IAPP Privacy. Security. Risk. 2025

SAN DIEGO

28-31 October

Back to conference agenda

Cookie Deep Dive: Maximizing Value While Minimizing Risk

Thursday, 30 Oct.

11:00 - 12:00 EDT

Intermediate level

BREAKOUT SESSIONPRIVACYENFORCEMENT
Download the presentation slides

David Cox, CIPP/US, CIPM, Assistant General Counsel, Privacy, Data Governance, and E-Discovery, Volkswagen Group of America
Elliot Golding, CIPP/US, Partner, McDermott Will & Schulte
Amber Mednick, CIPP/E, CIPP/US, CIPM, FIP, Managing Corporate Counsel, Privacy, T-Mobile
Mark Sauchelli, CIPP/US, Senior Vice President, Senior Associate General Counsel, Marketing, U.S. Bank

Cookies and other tracking technologies present significant opportunities (e.g., better advertising, data monetization, and insights) yet include substantial risks, such as wiretapping litigation and regulatory enforcement. Join this session for a technical demonstration of how cookies work, including how to conduct “cookie audits” (the same used by plaintiffs’ attorneys and regulators) and how to implement effective governance strategies, such as properly configuring cookie consent tools.

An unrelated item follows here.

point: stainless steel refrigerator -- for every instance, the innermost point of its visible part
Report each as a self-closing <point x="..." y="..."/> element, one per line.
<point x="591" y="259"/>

Attendees will hear the latest litigation and enforcement trends and practical steps to reduce risks while maximizing data to support business needs. Speakers will also offer tips for turning legal/privacy teams from cost centers to profit centers by maximizing data for advertising, analytics, and monetization.

What you will learn:
  • How to conduct a technical cookie audit to evaluate whether digital properties use cookies/trackers at all, whether cookie tools are working, and to understand the risks/deficiencies.
  • How to get more involved early to reduce risks and help business clients leverage data more effectively. We will also demonstrate how to turn legal/privacy from a cost center to a profit center by improving advertising, analytics, and monetization.
  • Key risks and opportunities, focused on implementing and operationalizing these steps — for example, making key risk and compliance decisions, such as whether and how to use a cookie banner, how to address consumer rights, whether to enable geofencing, and whether to implement heightened controls when processing sensitive information and implementing risk decisions by configuring consent.